I figured these toys would be replaced pretty quickly, but turns out they do the job for these small businesses and need very little maintenance. Moving the app to a new server instance is dead simple because there's basically just the script and the data file to copy over, so you can do OS updates and RAM increases that way. Nobody cares about a few minutes of downtime once a year when that happens.
There are good reasons why we have containers and orchestration and stuff, but it's interesting to see how well this dumb single-process style works for apps that are genuinely simple.
I think people are also too quick to add secondary data stores and caches. If you can do everything with a transactional SQL database + app process memory instead, that is generally going to save you tons of trouble on ops, consistency, and versioning issues, and it can perform about as well with the right table design and indexes.

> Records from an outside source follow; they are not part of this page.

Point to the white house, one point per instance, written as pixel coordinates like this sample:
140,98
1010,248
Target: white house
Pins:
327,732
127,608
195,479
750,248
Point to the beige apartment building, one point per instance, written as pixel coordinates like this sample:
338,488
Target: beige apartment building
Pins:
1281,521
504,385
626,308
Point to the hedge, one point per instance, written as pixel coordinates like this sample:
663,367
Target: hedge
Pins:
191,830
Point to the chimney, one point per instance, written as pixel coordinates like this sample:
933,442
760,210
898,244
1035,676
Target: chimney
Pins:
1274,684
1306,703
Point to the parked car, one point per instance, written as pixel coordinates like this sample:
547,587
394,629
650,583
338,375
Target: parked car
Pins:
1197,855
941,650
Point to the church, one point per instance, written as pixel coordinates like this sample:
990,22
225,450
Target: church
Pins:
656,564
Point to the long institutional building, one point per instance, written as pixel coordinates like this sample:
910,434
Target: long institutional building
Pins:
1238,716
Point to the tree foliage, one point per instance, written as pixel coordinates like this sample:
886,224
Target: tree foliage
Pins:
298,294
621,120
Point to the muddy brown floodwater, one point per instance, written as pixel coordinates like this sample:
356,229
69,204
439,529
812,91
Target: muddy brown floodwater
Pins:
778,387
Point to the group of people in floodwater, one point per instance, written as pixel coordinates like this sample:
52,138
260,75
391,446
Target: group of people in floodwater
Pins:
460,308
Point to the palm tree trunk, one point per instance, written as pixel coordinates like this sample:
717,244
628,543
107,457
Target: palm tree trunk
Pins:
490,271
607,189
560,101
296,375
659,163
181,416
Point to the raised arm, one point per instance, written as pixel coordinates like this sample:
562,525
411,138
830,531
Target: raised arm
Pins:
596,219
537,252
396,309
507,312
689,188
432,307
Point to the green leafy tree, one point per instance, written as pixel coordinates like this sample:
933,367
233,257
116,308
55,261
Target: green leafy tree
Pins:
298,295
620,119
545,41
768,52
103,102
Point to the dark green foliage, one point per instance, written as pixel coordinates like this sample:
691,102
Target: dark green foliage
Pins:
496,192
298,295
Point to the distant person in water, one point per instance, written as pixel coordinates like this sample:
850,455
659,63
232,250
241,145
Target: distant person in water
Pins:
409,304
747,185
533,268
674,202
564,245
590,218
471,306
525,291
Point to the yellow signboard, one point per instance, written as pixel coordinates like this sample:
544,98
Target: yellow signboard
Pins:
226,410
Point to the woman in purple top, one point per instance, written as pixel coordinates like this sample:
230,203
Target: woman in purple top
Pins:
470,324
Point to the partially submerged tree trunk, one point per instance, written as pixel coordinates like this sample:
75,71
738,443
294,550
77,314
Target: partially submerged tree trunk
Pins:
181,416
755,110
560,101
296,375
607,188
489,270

For example: instead of memcache/redis, set aside ~100 MB of memory in your app process for an LRU cache. When an object is requested, hit the DB with an indexed query for just the 'updatedAt' timestamp (should be a sub-10ms query). If it hasn't been modified, return the cached object from memory, otherwise fetch the full object from the DB and update the local cache. For bonus points, send an internal invalidation request to any other app instances you have running when an object gets updated. Now you have a fast, scalable, consistent, distributed cache with minimal ops complexity. It's also quite economical, since the RAM it uses is likely already over-provisioned.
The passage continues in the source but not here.